Cela correspond à une avancée dans l'évolution de la société en question.
Dans le premier cas, le prophète est un rappeleur. Il n'innove pas vraiment. Il se met derrière les prophètes venus avant lui. Il vient dire que Dieu affirme son existence et son unicité, qu'il nous aime et qu'il nous exhorte à choisir le bien. Que la mort est le début d'une nouvelle naissance, d'un nouveau jour. Tous annoncent la même chose puisqu'il y a un seul Dieu.
Dans le deuxième cas, il vient établir une loi pour un cycle humain limité dans le temps et dans l'espace. Il est considéré alors par cette communauté comme d'importance capital.
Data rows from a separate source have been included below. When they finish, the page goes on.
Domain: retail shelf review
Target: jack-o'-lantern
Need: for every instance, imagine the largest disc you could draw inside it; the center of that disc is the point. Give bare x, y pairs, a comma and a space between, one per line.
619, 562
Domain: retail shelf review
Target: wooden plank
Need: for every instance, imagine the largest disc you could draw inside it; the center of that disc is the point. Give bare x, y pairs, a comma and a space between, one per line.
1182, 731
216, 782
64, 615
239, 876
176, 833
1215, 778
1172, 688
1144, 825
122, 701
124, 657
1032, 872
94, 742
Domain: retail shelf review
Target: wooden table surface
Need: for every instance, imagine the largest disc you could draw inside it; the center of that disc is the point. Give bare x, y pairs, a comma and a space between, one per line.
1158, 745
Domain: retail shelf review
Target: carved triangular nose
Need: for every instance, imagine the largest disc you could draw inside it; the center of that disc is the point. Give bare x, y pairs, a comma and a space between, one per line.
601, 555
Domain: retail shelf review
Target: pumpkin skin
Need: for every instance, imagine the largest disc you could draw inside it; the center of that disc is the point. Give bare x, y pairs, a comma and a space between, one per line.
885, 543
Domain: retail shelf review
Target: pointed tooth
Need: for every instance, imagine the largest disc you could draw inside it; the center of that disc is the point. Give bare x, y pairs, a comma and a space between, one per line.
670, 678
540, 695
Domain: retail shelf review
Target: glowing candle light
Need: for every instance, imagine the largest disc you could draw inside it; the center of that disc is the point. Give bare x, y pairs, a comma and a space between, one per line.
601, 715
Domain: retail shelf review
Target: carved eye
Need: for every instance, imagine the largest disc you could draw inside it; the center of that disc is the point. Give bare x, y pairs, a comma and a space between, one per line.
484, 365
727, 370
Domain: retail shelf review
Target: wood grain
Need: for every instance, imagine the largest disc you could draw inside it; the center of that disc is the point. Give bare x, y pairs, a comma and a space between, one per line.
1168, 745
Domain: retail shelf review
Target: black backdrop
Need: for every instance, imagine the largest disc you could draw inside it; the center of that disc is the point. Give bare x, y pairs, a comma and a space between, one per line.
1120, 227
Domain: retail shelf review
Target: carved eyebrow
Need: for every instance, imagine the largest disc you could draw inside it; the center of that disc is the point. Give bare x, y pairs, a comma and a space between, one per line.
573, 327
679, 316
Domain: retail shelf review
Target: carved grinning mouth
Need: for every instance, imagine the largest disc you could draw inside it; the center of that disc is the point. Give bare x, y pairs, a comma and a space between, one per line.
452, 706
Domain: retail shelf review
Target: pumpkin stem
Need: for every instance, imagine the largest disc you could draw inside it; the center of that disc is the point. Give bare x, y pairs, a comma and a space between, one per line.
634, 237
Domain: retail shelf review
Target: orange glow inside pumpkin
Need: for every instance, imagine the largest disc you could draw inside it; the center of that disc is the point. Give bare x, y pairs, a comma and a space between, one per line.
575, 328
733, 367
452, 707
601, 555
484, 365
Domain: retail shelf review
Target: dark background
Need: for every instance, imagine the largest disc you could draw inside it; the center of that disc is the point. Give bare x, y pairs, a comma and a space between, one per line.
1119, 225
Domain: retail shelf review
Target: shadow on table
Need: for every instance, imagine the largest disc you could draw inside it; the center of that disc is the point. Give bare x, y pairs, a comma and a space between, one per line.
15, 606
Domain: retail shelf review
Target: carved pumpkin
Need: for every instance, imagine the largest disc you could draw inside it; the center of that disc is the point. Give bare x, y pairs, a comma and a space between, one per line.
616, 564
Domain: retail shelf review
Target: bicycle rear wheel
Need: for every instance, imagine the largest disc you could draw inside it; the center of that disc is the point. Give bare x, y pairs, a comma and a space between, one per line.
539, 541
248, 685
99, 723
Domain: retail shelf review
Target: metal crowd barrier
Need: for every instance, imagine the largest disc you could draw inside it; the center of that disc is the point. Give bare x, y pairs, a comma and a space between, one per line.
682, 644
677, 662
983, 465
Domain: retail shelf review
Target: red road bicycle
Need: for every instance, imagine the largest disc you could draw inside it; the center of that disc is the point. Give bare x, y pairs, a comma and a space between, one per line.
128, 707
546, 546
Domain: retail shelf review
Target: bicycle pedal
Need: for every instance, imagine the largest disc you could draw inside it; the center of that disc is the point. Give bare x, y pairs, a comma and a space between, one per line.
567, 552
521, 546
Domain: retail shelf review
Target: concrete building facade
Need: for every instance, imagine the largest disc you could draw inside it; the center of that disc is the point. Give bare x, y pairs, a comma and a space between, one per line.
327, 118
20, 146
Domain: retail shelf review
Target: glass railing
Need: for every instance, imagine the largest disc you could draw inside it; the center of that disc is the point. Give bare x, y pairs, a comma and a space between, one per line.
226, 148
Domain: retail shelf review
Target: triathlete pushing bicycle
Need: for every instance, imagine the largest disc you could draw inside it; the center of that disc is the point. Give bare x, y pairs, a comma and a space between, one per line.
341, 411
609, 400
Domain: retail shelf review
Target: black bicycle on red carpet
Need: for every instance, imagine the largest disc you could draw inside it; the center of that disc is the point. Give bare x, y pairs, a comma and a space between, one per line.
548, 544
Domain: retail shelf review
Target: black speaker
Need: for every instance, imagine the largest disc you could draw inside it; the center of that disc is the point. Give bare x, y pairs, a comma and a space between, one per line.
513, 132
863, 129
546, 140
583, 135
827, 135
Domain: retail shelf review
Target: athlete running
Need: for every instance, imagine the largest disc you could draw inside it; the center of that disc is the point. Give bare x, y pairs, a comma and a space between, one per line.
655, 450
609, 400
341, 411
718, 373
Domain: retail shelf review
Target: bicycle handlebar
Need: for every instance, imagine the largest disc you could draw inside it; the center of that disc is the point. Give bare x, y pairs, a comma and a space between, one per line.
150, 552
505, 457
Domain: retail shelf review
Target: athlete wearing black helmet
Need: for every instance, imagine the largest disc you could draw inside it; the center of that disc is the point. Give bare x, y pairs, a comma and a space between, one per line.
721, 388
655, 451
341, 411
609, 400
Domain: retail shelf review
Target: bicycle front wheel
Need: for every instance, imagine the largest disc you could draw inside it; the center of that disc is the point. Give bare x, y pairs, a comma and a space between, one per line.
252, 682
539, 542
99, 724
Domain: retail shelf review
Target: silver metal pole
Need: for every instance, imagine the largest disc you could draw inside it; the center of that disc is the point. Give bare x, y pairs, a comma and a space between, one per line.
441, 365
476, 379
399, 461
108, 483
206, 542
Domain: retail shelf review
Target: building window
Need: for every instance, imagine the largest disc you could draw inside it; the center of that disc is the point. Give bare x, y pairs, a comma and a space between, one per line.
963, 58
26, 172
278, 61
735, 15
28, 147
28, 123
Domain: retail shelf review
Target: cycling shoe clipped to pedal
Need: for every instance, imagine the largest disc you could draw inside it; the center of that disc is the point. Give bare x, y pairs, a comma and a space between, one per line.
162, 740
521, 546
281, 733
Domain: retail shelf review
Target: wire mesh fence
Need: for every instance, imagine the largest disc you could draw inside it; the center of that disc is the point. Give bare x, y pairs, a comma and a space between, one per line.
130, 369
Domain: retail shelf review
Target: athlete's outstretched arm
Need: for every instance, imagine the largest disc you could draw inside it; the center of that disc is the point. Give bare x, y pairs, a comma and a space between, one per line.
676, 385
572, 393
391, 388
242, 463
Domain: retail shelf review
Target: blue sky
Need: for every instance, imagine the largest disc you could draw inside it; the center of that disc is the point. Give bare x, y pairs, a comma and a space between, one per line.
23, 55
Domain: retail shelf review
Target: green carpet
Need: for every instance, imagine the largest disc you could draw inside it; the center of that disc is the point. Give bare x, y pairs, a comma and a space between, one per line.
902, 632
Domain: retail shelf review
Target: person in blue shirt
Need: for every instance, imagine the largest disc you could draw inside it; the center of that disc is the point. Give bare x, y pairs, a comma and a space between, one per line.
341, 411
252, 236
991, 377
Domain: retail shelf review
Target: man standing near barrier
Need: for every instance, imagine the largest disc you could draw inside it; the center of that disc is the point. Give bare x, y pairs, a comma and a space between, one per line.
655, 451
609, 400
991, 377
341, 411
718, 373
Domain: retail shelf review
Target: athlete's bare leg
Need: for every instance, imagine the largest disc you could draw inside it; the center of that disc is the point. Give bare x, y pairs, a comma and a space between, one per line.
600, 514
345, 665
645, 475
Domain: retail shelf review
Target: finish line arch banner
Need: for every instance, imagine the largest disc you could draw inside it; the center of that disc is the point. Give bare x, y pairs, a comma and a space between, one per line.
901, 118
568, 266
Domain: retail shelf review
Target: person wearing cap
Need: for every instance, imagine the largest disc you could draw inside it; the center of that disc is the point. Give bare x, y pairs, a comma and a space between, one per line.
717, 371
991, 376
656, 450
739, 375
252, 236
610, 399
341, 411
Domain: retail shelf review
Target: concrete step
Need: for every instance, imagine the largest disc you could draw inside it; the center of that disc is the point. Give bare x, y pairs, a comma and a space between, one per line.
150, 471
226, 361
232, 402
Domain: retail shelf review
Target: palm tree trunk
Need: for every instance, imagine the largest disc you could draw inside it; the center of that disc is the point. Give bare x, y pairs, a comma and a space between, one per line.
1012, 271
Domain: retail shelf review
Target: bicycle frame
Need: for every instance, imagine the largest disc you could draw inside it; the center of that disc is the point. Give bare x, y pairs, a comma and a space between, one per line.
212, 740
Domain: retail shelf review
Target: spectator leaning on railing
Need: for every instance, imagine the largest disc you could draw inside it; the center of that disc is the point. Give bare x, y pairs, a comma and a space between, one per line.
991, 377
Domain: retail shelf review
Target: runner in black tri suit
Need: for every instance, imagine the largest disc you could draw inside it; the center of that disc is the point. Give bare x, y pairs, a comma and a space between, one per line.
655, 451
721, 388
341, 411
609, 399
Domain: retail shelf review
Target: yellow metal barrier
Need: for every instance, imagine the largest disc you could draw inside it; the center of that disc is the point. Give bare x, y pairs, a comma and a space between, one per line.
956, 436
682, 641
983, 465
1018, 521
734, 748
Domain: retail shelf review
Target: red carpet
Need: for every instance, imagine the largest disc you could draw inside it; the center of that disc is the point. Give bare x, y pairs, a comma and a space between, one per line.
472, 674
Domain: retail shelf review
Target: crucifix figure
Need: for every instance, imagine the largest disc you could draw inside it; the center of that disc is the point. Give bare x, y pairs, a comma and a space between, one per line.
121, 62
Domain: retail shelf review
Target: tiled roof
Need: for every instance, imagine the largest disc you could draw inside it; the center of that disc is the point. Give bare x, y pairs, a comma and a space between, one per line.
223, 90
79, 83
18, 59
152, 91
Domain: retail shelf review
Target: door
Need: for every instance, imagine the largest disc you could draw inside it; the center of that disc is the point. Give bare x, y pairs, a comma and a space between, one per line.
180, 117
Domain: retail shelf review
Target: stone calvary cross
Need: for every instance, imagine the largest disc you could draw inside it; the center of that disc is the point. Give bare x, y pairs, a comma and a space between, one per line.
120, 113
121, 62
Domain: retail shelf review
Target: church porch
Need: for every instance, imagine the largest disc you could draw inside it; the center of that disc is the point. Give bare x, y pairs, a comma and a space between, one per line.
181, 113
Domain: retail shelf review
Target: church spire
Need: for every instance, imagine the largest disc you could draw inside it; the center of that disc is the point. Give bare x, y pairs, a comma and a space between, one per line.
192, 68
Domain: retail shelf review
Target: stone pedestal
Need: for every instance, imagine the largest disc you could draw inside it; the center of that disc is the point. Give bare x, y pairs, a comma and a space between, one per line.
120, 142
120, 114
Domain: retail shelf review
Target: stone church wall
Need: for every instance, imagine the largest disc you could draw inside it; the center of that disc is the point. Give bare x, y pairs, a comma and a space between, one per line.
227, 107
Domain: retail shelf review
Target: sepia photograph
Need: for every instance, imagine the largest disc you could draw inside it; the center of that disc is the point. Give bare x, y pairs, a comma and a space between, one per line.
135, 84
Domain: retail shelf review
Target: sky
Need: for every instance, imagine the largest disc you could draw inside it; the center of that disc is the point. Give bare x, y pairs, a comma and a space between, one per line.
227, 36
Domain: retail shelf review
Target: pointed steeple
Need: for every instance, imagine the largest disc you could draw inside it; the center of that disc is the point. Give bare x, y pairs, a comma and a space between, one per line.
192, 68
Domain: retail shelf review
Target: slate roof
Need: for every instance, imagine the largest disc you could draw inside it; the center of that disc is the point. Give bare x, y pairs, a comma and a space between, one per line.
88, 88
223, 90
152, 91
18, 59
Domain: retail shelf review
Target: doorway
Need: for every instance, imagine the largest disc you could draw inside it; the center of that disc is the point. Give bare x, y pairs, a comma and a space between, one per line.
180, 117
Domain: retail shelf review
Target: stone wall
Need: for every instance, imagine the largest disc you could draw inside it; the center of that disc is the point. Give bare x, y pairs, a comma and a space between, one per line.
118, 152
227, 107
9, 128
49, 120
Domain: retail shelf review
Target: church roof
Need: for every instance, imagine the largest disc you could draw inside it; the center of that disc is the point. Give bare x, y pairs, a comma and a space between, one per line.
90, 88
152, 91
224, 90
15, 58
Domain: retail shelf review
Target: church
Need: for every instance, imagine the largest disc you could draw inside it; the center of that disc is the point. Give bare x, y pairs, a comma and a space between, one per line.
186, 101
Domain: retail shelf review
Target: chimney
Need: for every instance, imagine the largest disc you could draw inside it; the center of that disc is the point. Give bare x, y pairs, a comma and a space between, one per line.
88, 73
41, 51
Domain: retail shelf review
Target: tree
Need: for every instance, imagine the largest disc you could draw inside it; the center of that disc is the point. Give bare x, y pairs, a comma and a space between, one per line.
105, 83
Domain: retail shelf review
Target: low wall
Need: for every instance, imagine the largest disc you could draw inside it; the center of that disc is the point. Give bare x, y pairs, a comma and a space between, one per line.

Le prophète explique le message en fonction de l'évolution qui va avoir lieu.
Mais comme le prophète est toujours à la fois, le rappeleur et le porteur d'un message spécifique, on ne
doit pas considérer que le premier est plus important que le dernier.
Par exemple, pour les musulmans Adam marque le début d'un cycle vraiment nouveau, dont Mohammed est le dernier.
En conclusion de leur causerie on peut affirmer que le prophète appelle toujours au changement : réveille-toi, ne reste pas endormi....
--D'une part, la Révélation d'Arès confirme que le fond a déjà été maintes fois donné :
« Ce Que Je dis, Je L'ai déjà dit »
« mais la multitude qui M'écoutait est demeurée assise. »
Le fond a donc été transmis maintes fois par la voie prophétique.
--Mais, d'autre part la Révélation d'arès, indique que c'est le souffle qui féconde chaque conscience humaine.
« J'ai envoyé Mon Souffle sur toute la terre;
par Lui toute vie
dès la graine, dès l'oeuf,
reconnaît sa nourriture et les lois de son espèce.
Par Lui tout homme reconnaît Ma Voix. »
Le souffle de Dieu est donc répandu partout.
Il faut le chercher en soi.
Et c'est le rôle du prophète de nous le rappeler.
Les idoles que nous construisons chassent ce souffle. Abattre les idoles, c'est identifier le souffle que notre mauvais comportement a occulté.
Tous les hommes et pas seulement ceux de l'aire abrahamique ont reçu ce souffle qui est comme une sorte d'héritage commun à tous les hommes.
Nous n'avons pas tous eu, à notre disposition, le même prophétisme pour traverser nos cycles d'évolution. Car si nous sommes tous rigoureusement semblable par
rapport à notre potentialité spirituelle, nous ne sommes pas semblables sur le plan de notre histoire et de notre évolution.
D'ailleurs, dans la Révélation d'Arès, Dieu semble indiquer qu'il ne s'est pas fait connaître partout dans le monde par la voie du prophétisme, mais parfois par une
voie plus directe.
De la même façon qu'on ne devrait pas avoir besoin de répéter à un enfant qu'on l'aime, le prophétisme devrait être inutile si nous n'avions perdu le contact avec notre Dieu.
Et le prophétisme consiste justement à réveiller cette conscience afin qu'elle trouve le fond en elle. On rejoint là l'enseignement capital de Jésus. « Le royaume est au dedans de vous. »
--Enfin, Dieu nous met en garde pour qu'on ne prenne pas sa place. Le Semeur, c'est lui. Il le répète plusieurs fois, d'une façon insistante. Nous devons rester à notre place. Le Semeur est passé :
« Homme Michel, dépose ta couronne, descends de ce trône; ce sont les
Miens,
Que J'ai donnés en héritage à tout Mon Peuple;
tous sont princes,
tous règnent sur la mort et sur l'enfer
quand ils vivent selon Ma Parole;
J'ai couronné tous Mes Fidèles. »
En conclusion, on peut dire que le prophétisme doit nous aider à retrouver le souffle de Dieu en nous. C'est un moyen que Dieu met à notre disposition pour nous rappeler à l'essentiel et pour nous aider ponctuellement dans un cycle donné. Ce n'est pas rien. Mais la vérité est dans l'effort, le changement que l'on opère en nous pour retrouver ce souffle divin.
La Vie
Les athées qui font efforts de fraternité appréhendent ce que j'appelle le souffle de Dieu d'une autre façon, la conscience cosmique, peut-être ?, mais ce n'est guère différent au niveau du résultat.